Freedom From Choice

You may remember little else about the 1989 film “Field of Dreams,” but odds are you’ve invoked a version of what is probably its most famous line: “If you build it, he will come.”

Unfortunately, for most retirement plan participants, building retirement savings is more complicated than constructing a baseball diamond in the middle of an Iowa cornfield. Most retirement plan advisors will admit that the most important decision in retirement saving is deciding how much to save, not how those savings will be invested — and yet, for years much of the education and discussion about retirement saving has been focused on investing.

Enter the target-date fund, a type of investment fund apportioned according to what investment professionals deem to be an appropriate blend of stocks, bonds and other asset classes for an individual within a particular target date of retirement. Perhaps more importantly, that apportioning is rebalanced over time as the target date approaches, becoming less focused on growth and more focused on income over time. It’s an approach to which individuals and plan sponsors alike have come to embrace with little of the reluctance that often accompanies new retirement plan designs — one that runs counter to decades of expanding retirement plan menus and education designed to help participants make better use of those choices.

Consider that 72% of the more than 64,000 401(k) plans in the EBRI/401(k) database, included target-date funds in their investment lineup at year-end 2011, 1 and that nearly 40% of the nearly 24 million participants in that database held target-date funds. 2 That’s sharply higher than 2006, the year in which the Pension Protection Act of 2006 included target-date funds in its definition of qualified default investment alternatives (QDIAs), when about 57% of plans included those offerings on their menus, and fewer than one in five participants held them in their accounts. Perhaps more significantly, at year-end 2011, 51% of participants in their 20s held target-date funds, compared with 32% of participants in their 60s.
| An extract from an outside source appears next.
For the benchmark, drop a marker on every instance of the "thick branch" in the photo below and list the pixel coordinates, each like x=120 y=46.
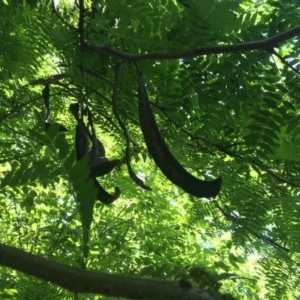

Recently hired plan participants — those more likely to be automatically enrolled in their employment-based 401(k) and to have their savings automatically invested in a QDIA (frequently a target-date fund), were, not surprisingly, more likely to hold target-date funds than those with more years on the job: At year-end 2011, 51% of participants with two or fewer years of tenure held target-date funds, compared with 37% of participants with more than five to 10 years. In fact, an August 2011 EBRI Issue Brief noted that, among consistent participants in the EBRI/ICI database who were identified as auto-enrollees in 2007, 97.2% were still using TDFs in 2008, and 95.7% used them in 2008 and 2009. Even among those not identified as auto-enrollees, just over 90% continued to use them from 2007-2009 (see “Target-Date Fund Use in 401(k) Plans and the Persistence of Their Use, 2007-2009,” here).

Not that there aren’t points of disagreement on target-date design; there are different views on what is an “appropriate” asset allocation at a particular point in time, discrete perspectives as to what asset classes belong in the mix, notions that individuals aren’t well-served by a mix that disregards individual risk tolerances, and even disagreement as to whether the fund’s target-date is an end point or simply a milepost along the investment cycle.

That said, and as the EBRI/ICI data show, target-date funds, as well as their older counterparts, lifecycle (risk-based) and balanced funds, have become fixtures on the DC investment menu. For a large and growing number of individuals, these “all-in-one” target-date funds, monitored by plan fiduciaries and the advisors that guide them, are likely to be an important aspect of building their retirement future.

Of course, the future they’ll build will likely be better if those investments are properly used, carefully monitored, better understood – and funded by the appropriate amount of savings.

  1. See “401(k) Plan Asset Allocation, Account Balances, and Loan Activity in 2011,” here.
  2. In addition, 20% of the participants in the EBRI/ICI 401(k) database held non–target-date balanced funds, and 3% held both target-date and non-target-date balanced funds at year-end 2011.